The permaculture additions, of which we have made several over the last three years, are still new to us, requiring attention and learning. This year, I’ve decided, will be a consolidation year. Nothing new, making what we have work as well as we can. That means planting vegetables in two categories: kitchen garden for eating throughout the summer and early fall and vegetables for storage over the winter: potatoes, garlic, parsnip, carrots, greens, squash those kind of things.
There is a good bit of work to be done repairing Rigel and Vega’s late fall destruction. That won’t be repeated because we have a small fortune in fencing around the vegetables and the orchard, but I lost heart last fall and didn’t get the netaphim repaired and earth moved back into place. That awaits in the spring.

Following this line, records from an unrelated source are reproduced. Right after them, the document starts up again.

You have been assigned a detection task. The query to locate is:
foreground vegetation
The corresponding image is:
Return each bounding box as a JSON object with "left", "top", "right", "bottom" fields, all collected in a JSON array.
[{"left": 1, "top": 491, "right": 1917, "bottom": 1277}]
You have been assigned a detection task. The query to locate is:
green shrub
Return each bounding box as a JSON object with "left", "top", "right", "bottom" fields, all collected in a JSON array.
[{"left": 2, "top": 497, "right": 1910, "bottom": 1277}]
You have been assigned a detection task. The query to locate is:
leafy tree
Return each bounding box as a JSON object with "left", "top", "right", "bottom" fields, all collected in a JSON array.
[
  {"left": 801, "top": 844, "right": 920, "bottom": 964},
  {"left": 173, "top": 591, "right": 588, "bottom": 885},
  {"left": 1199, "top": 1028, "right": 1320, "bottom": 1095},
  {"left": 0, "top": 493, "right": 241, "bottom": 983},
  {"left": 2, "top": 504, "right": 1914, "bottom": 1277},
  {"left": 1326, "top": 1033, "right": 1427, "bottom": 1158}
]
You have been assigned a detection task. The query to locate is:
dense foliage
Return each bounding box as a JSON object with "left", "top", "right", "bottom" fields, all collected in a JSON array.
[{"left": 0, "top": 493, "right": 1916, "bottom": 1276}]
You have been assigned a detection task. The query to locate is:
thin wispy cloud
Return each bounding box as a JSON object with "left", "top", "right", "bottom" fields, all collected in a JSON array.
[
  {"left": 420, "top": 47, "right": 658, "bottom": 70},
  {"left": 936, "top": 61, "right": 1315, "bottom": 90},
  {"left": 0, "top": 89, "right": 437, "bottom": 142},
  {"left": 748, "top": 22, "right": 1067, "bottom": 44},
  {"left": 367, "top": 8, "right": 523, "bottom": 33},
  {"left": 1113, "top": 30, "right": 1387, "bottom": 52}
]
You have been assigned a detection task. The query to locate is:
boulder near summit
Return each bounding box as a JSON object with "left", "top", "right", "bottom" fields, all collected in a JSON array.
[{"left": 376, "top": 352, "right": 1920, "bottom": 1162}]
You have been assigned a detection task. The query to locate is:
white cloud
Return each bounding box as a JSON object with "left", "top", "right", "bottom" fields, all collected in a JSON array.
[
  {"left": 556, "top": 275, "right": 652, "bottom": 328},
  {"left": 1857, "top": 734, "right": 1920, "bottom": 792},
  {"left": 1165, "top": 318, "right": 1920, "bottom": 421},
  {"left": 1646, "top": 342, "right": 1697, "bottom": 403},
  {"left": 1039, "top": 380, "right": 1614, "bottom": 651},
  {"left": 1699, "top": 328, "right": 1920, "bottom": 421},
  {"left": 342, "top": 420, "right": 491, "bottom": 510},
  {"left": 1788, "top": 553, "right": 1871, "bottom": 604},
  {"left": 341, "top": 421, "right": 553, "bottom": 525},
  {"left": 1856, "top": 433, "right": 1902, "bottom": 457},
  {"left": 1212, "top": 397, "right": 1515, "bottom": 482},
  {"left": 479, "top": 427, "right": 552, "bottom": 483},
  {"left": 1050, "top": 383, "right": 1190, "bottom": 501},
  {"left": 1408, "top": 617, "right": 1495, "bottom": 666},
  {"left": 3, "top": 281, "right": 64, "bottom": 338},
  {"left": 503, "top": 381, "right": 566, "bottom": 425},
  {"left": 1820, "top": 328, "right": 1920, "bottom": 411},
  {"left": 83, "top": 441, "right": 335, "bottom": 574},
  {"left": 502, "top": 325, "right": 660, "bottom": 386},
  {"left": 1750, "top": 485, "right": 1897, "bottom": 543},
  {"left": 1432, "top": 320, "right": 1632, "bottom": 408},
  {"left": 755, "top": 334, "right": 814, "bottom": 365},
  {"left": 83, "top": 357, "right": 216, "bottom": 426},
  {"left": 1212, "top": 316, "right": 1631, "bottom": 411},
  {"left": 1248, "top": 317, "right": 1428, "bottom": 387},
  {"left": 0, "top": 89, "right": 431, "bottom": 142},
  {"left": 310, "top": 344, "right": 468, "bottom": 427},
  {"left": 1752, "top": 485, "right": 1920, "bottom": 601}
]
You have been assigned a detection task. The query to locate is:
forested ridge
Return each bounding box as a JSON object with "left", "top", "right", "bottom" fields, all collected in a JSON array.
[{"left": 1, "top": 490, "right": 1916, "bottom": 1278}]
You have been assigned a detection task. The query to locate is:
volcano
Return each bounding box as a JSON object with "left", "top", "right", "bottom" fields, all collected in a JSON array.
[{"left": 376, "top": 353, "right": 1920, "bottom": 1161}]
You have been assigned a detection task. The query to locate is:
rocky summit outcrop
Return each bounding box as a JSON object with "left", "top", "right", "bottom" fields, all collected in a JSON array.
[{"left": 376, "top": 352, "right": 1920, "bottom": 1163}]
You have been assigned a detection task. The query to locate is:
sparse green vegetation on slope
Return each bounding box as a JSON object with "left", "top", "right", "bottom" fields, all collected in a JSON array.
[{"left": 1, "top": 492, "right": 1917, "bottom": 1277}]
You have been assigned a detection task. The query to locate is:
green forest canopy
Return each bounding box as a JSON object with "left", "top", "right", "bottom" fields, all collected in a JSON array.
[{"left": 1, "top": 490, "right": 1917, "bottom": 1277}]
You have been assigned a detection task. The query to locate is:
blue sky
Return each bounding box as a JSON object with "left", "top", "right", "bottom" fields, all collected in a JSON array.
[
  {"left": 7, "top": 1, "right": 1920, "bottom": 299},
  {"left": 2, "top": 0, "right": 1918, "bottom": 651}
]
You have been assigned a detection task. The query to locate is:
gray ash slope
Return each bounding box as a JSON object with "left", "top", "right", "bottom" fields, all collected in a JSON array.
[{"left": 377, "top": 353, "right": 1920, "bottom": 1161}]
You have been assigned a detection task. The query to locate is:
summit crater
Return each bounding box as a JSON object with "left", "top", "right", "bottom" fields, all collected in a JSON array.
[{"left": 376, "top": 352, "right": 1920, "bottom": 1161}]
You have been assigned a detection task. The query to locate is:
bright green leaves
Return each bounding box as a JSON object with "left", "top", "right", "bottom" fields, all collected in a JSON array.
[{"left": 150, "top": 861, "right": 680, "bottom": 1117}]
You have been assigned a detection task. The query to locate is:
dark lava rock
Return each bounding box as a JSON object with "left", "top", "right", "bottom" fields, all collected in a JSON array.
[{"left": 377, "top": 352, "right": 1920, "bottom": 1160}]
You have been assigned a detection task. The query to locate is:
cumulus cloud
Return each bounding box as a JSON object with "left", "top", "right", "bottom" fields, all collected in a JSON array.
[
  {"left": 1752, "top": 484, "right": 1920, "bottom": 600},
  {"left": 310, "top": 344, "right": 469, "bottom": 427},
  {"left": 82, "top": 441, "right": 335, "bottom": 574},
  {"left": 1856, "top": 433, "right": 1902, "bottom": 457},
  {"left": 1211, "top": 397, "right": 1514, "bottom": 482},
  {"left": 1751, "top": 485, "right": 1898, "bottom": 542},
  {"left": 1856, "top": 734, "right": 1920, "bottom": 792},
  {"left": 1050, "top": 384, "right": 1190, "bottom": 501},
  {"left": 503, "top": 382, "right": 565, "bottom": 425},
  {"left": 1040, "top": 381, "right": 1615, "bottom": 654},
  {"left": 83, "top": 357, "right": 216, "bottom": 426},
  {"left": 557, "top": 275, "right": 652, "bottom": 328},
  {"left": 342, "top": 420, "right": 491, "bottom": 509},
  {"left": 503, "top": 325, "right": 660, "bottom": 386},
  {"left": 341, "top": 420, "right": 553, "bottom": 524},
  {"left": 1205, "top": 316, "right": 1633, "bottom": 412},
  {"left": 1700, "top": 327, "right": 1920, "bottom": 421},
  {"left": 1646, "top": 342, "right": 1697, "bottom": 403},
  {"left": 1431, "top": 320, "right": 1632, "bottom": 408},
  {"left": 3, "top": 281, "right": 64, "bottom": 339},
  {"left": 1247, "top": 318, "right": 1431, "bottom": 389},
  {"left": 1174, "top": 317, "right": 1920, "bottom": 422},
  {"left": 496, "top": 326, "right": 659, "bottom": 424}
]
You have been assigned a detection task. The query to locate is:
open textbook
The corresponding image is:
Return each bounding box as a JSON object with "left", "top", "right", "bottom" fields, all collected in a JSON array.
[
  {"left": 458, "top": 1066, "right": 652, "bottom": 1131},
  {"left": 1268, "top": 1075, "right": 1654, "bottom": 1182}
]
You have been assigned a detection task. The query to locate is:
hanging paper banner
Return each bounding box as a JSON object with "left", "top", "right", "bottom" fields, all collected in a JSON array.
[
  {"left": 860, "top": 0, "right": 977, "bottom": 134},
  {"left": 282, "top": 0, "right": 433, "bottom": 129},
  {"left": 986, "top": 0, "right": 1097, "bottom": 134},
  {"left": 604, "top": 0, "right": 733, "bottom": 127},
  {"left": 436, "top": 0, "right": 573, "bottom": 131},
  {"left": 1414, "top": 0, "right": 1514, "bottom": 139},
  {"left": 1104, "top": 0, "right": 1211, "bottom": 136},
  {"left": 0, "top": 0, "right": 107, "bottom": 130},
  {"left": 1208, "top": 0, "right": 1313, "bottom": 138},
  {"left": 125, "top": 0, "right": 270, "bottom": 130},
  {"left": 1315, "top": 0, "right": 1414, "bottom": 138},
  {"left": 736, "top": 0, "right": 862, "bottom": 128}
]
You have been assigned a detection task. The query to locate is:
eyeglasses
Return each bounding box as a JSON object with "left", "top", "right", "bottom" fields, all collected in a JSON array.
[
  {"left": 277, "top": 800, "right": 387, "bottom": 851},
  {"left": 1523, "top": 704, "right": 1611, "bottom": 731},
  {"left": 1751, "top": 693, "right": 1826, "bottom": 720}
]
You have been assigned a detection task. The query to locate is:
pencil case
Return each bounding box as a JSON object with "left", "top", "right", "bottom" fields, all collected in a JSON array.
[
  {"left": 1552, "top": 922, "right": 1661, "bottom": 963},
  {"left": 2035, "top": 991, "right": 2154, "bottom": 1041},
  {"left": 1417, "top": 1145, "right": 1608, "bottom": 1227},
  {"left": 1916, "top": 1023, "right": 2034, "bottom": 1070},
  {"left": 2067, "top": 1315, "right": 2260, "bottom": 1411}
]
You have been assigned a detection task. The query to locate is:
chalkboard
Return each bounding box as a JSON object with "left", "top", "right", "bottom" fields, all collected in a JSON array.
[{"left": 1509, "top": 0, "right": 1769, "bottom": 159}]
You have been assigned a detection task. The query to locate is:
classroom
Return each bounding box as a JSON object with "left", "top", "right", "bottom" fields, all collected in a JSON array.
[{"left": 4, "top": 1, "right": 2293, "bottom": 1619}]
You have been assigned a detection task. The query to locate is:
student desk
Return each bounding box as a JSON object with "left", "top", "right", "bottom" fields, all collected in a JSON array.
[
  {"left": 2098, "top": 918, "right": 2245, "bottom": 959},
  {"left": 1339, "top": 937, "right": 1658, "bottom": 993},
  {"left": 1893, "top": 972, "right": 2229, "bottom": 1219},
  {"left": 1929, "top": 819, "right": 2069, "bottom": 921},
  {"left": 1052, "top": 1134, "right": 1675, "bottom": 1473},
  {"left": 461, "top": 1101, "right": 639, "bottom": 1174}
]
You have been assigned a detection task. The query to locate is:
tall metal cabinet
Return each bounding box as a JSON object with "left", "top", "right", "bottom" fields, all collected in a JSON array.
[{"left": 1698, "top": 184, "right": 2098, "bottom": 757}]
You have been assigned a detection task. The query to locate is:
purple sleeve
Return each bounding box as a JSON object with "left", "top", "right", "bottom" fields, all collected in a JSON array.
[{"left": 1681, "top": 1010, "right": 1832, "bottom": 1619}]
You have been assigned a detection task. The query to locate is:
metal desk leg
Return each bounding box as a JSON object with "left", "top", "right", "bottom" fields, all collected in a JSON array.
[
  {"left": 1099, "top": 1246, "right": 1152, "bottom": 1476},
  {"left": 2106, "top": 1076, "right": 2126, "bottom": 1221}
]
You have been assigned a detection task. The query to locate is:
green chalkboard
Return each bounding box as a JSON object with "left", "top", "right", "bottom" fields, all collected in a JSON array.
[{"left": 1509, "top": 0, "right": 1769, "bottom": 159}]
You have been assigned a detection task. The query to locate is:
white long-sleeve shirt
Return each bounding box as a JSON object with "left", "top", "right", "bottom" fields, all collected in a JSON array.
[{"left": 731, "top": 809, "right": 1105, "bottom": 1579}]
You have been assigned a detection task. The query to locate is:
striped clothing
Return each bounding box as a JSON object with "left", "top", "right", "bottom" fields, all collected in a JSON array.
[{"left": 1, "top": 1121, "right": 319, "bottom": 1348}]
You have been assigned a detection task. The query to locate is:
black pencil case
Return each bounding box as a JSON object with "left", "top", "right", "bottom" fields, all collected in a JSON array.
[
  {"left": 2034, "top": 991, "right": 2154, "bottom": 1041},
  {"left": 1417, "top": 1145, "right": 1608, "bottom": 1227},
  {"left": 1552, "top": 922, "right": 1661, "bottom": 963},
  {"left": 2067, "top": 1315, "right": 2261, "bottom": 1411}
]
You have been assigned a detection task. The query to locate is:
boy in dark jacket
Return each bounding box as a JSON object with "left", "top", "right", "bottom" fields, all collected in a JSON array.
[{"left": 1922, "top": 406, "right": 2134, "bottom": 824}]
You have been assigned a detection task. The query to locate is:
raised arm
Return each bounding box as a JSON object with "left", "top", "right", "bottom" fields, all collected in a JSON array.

In mid-March I have the bee-keeping class and this year I have the same consolidation idea for the bees. Establishing the hives as permanent parts of our property.
We do have a couple of smaller non-garden projects that need to get done. I dug the fire-pit two years ago, but with all the fun of the puppy’s last summer never got back around to it. It needs finishing. I also want to turn the former machine shed into a honey house, a place to store bee stuff and to process the honey. Of course, we actually have to produce some first.